Pennington's review of NICE appraisals (Pennington, Reference Pennington2020) and its update showed that most evaluations that included carer HRQoL used EQ-5D to measure carer HRQoL or derived estimates based on mapping of, or assumptions on, EQ-5D values (Table 1). Use of EQ-5D is also in line with HRQoL T&F Group's proposed MES (National Institute for Health and Care Excellence, 2020).

Primary data collection is preferred to obtain EQ-5D estimates in carers because this ensures that the carer population corresponds to the indication and intervention of interest.
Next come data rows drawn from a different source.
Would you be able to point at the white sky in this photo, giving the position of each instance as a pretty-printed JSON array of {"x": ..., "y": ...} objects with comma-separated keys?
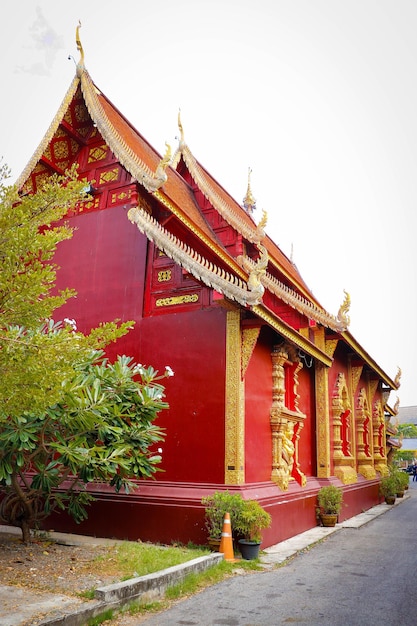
[{"x": 318, "y": 97}]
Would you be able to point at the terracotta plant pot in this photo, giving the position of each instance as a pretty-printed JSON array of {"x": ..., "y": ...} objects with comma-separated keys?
[
  {"x": 214, "y": 544},
  {"x": 249, "y": 549},
  {"x": 328, "y": 519}
]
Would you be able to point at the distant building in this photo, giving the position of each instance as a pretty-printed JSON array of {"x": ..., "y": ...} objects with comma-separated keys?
[
  {"x": 407, "y": 415},
  {"x": 409, "y": 445}
]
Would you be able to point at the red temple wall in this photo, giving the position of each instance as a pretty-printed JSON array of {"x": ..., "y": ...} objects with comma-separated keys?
[
  {"x": 105, "y": 263},
  {"x": 306, "y": 404},
  {"x": 193, "y": 345}
]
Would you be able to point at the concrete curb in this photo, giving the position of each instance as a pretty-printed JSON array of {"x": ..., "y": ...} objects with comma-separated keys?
[{"x": 143, "y": 588}]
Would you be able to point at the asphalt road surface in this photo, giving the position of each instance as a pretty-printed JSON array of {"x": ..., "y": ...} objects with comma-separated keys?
[{"x": 355, "y": 577}]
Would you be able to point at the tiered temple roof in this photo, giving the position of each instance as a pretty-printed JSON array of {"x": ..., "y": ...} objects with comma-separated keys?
[{"x": 206, "y": 232}]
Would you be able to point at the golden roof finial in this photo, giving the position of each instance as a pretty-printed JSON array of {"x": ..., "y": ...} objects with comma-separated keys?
[
  {"x": 342, "y": 315},
  {"x": 249, "y": 202},
  {"x": 80, "y": 64},
  {"x": 180, "y": 128},
  {"x": 398, "y": 377}
]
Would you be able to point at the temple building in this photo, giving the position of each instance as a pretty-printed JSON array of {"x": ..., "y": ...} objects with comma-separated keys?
[{"x": 272, "y": 396}]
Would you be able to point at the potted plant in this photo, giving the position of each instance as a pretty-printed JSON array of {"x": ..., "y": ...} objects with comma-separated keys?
[
  {"x": 402, "y": 480},
  {"x": 252, "y": 519},
  {"x": 388, "y": 488},
  {"x": 330, "y": 499},
  {"x": 216, "y": 506}
]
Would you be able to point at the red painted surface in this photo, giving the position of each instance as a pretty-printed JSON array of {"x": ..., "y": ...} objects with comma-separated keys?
[{"x": 167, "y": 512}]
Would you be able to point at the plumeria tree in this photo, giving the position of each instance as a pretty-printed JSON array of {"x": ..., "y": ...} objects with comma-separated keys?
[
  {"x": 67, "y": 415},
  {"x": 101, "y": 429}
]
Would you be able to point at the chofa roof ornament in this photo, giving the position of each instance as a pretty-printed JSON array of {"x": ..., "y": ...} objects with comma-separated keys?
[
  {"x": 342, "y": 315},
  {"x": 80, "y": 64},
  {"x": 249, "y": 202}
]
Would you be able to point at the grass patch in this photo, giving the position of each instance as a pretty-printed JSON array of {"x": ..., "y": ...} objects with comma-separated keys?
[
  {"x": 130, "y": 560},
  {"x": 99, "y": 619}
]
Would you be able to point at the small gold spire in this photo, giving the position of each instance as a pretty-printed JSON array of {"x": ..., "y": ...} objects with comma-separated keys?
[
  {"x": 80, "y": 64},
  {"x": 342, "y": 315},
  {"x": 249, "y": 202}
]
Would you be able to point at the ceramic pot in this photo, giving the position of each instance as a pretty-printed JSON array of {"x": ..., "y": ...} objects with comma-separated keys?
[
  {"x": 249, "y": 549},
  {"x": 328, "y": 519}
]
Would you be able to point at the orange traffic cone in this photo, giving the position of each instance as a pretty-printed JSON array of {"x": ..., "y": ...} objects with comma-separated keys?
[{"x": 226, "y": 543}]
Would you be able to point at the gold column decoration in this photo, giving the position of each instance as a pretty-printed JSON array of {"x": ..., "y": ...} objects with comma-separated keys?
[
  {"x": 286, "y": 423},
  {"x": 363, "y": 431},
  {"x": 322, "y": 420},
  {"x": 234, "y": 404},
  {"x": 330, "y": 346},
  {"x": 343, "y": 433},
  {"x": 356, "y": 372},
  {"x": 380, "y": 451}
]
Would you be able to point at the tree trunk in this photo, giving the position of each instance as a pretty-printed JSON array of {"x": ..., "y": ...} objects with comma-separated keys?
[{"x": 25, "y": 532}]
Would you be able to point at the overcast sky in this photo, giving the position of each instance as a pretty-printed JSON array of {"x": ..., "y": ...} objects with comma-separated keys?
[{"x": 317, "y": 97}]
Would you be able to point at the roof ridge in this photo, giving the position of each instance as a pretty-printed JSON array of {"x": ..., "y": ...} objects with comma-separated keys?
[
  {"x": 37, "y": 155},
  {"x": 254, "y": 235},
  {"x": 201, "y": 268},
  {"x": 124, "y": 153},
  {"x": 293, "y": 299}
]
It also enables necessary subgroups (e.g. patients' health states) to be studied, although stratification for subgroups may require larger sample sizes. However, depending on the indication and the intervention, primary data collection may be difficult. Carers are not always easy to identify or reach and completing a survey might be burdensome for them next to the caregiving tasks and their other responsibilities (Whitebird et al., Reference Whitebird, Kreitzer, Lewis, Hanson, Crain, Enstad and Mehta2011; Horrell et al., Reference Horrell, Stephens and Breheny2015).

In recent cases, concerns for of including carer HRQoL in the base-case analysis by NICE has often focused on the (perceived) low quality and uncertainty of the evidence, including the clinical plausibility of (de novo) values (e.g. TA748, TA754), the magnitude of effects (e.g. TA738, TA753, TA754), number of caregivers (e.g. TA753), and proportion of patients receiving care (e.g. TA748), leading to rejection of inclusion of carer HRQoL as modelled in the base-case analysis. This highlights the importance of robust studies.
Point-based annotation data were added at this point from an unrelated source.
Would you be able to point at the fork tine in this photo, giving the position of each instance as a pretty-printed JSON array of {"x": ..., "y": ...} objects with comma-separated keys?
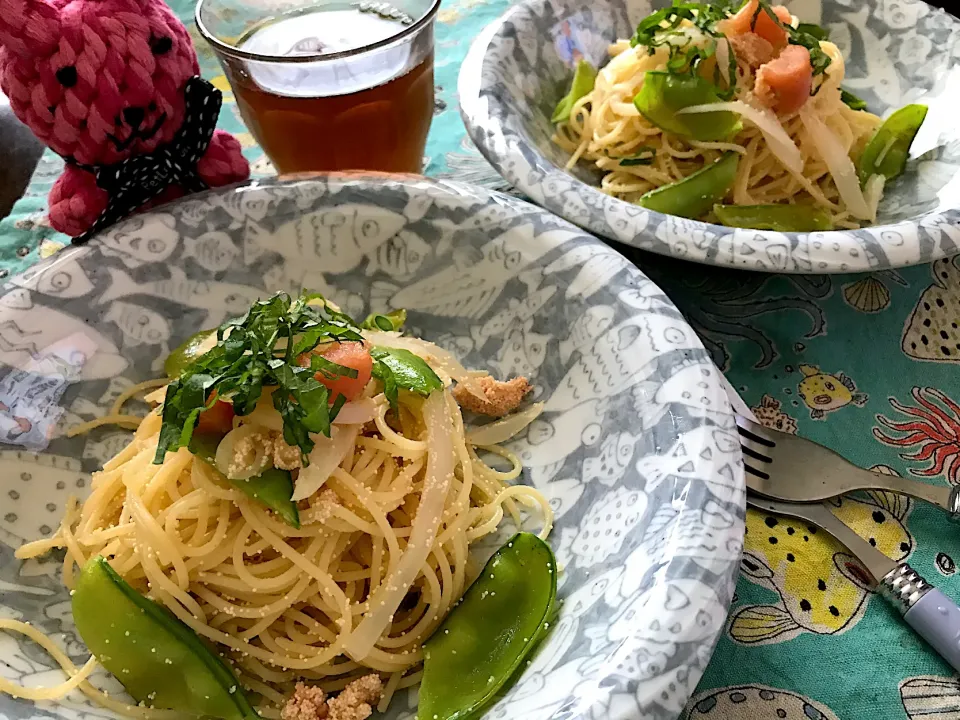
[{"x": 755, "y": 446}]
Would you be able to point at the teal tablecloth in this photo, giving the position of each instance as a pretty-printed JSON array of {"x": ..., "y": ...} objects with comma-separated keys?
[{"x": 837, "y": 359}]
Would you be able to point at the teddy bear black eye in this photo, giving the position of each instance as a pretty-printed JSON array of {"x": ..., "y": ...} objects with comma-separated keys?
[
  {"x": 67, "y": 76},
  {"x": 160, "y": 45}
]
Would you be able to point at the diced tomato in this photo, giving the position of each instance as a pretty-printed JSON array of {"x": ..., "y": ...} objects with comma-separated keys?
[
  {"x": 785, "y": 82},
  {"x": 349, "y": 354},
  {"x": 218, "y": 419},
  {"x": 749, "y": 20}
]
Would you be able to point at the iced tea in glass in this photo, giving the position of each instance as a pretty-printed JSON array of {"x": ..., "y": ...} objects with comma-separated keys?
[{"x": 329, "y": 85}]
4.2 Measurement when EQ-5D data cannot be collected

There are some alternatives to collecting primary EQ-5D data in carers. One frequently used option is a vignette study, in which (hypothetical) health state descriptions or scenarios are used to obtain HRQoL estimates (Matza et al., Reference Matza, Stewart, Lloyd, Rowen and Brazier2021). The descriptions are informed by expert input (e.g. patients, carers, clinicians) and valued in a preference elicitation task. A disadvantage of vignettes is that they are not able to fully reflect patient experiences in each state, and therefore are inferior to primary EQ-5D data in eliciting patient HRQoL for NICE submissions (Brazier and Rowen, Reference Brazier and Rowen2011); the same applies for carer HRQoL estimates. Nonetheless, a vignette study is convenient, as it does not require direct measurement of carer-level data. This may particularly be an advantage in subgroups where data collection is challenging, e.g. for practical or ethical reasons (e.g. rarely occurring health states, paediatric indications, end-of-life health states) (Matza et al., Reference Matza, Stewart, Lloyd, Rowen and Brazier2021). Also, vignettes allow assessing the impact of specific attributes on carer HRQoL. However, the comparability and transferability of estimates obtained using vignettes is limited, as the descriptions are treatment and indication specific. In 4 out of 20 of NICE appraisals that included carer HRQoL, estimates were derived from vignette studies (Table 1). In three of these appraisals, the values used in the health economic models were criticised by the committee and in two appraisals the inclusion of carer HRQoL was transferred to the scenario analyses in response to committee's critique.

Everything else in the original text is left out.